Without diverging too far, take into consideration self-driving cars, which are gradually gaining ground in car pooling and car sharing. One year ago, during the Italy Expo 2015 ArteQ conference, I had a “vision”, picturing an Uber-like app organizing self-driving cars for transportation within the city. Indeed, alongside autonomous driving features, infotainment is also evolving to meet the needs of the driver, who is increasingly becoming more of a passenger. There is great potential in reducing the number of circulating vehicles while increasing safety for passengers. Just in July 2016, Uber and Volvo planned to release 100 Volvo Xc90 hybrids to test the Uber+ autonomous vehicle in Pennsylvania over the next few months. It may seem risky, but how often do we doubt the safety of autopilots on planes and subway trains anymore? As soon as regulation is able to catch up with technology, we may welcome unmanned boats for long trans-oceanic freight navigation. Whilst our children need a driving license and a car to get around, our grandchildren may not need a car at all.
Our company, Eurolink Systems, was established in 1993 and is an ISO9001:2008 and T.U.L.P.S qualified Company. Since its foundation, Eurolink Systems has been focused on the design and manufacture of mission-critical electronics systems. We pioneered remotely controlled systems in 2009 when nobody had considered employing unmanned systems in Italy, with the exception of military applications. In 2011, we had the honor of using one of our drone systems for the live aerial HD broadcasting of the 197th Anniversary of the foundation of the Italian Carabinieri Corps.

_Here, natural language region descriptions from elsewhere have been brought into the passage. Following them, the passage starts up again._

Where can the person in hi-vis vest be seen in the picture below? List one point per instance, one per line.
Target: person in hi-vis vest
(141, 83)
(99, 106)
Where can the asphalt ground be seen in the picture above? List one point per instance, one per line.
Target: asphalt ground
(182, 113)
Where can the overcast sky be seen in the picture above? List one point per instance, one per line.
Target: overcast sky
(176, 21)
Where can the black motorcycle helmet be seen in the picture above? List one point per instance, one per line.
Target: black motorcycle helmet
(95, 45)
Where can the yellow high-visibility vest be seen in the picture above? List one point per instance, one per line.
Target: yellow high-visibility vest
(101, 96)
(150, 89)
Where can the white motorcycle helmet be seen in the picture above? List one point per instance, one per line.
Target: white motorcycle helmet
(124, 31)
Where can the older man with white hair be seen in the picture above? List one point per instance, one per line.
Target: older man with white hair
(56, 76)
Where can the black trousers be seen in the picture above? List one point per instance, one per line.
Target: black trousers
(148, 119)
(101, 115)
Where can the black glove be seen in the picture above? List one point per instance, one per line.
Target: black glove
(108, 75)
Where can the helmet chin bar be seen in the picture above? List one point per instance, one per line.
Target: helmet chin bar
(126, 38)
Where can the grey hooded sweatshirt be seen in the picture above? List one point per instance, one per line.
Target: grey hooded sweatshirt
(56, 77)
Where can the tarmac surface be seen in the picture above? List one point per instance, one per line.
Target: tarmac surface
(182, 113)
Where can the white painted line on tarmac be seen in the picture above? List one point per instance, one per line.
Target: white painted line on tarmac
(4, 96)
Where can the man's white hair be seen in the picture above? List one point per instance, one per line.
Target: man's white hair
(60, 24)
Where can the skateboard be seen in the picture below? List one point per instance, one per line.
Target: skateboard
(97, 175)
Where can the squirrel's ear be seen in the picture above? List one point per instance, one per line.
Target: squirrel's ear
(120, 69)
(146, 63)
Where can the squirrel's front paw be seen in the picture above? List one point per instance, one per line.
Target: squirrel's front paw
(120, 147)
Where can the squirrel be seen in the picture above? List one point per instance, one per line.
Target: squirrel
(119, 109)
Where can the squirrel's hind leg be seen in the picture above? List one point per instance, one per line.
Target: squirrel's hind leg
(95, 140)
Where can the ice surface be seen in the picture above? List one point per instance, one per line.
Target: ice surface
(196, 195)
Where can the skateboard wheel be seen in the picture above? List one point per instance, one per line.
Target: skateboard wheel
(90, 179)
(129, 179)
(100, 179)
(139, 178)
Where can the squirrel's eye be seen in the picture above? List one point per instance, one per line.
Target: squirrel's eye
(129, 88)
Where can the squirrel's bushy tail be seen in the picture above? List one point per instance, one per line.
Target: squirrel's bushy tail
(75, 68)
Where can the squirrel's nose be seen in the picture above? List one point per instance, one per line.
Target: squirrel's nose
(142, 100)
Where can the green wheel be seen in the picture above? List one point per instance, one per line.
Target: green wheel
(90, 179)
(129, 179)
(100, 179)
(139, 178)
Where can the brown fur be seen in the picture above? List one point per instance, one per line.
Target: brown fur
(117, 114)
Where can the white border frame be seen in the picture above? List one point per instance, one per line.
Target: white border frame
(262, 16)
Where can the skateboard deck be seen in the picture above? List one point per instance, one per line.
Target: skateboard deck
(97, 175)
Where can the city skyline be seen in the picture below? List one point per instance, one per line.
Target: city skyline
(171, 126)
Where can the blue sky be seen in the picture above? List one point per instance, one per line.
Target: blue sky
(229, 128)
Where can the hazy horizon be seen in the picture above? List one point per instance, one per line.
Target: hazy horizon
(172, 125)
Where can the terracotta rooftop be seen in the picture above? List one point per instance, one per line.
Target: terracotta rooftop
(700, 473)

Since then, we have developed many platforms, both ground and aerial, including a cabled aerial platform with the flexibility of a Vertical Take Off and Landing (VTOL) system and the endurance capability of fixed-wing aircrafts. Other platforms we developed include a small-sized tilt rotor-aircraft developed for a “Lazio Innova” program, and a robot swarm experiment for cooperating systems.
Our robot swarm experiment demonstrated the feasibility of a robotic swarm able to autonomously develop a strategy to accomplish a mission, sharing information and reacting to potential challenges such as one or more unit failures. This is a step towards a system acting autonomously on behalf of a human without risking the rescuers’ own safety. We can further apply these systems in disaster recovery operations, in the presence of chemical or radioactive leaks, for example, safeguarding nature and human life alike during the operation. The command system in our swarm demonstration was also portable, allowing the possibility for any human personnel to remain at a safe distance while the reconnaissance swarm gathers information. Specific applications include civil protection programs and interventions.
Eurolink Systems is currently working on a program presented at this year’s DronItaly, developing the Lazio government’s “Territorial Security and Surveillance System” (S3T). This is an IoT-based platform that allows a network of heterogeneous unmanned sensors and robots to monitor pollution through data acquisition, analysis and dissemination.
The system will facilitate the prediction of pollution impact on coasts and coastal cities, gathering and analyzing wind, tidal information and sources of pollution. The system will simultaneously provide the regional and national environmental Agencies (ARPA and ISPRA) with the information needed to manage and control the effects of pollution, enabling them to put targeted countermeasures in place.
The next challenge we are facing is the “algorithm ecosystem” concerning all the sensors, actuators and processing power available now and over the next few years. The core challenge will be data fusion and harmonization from different sensors and to different actuators, and the “rules” or algorithms that will process the required work in real-time. Systems based on auto-learning and neural architectures will improve dramatically to drive this revolution, also influencing smart or digital cities where cars, robots and humans will share a common ecosystem.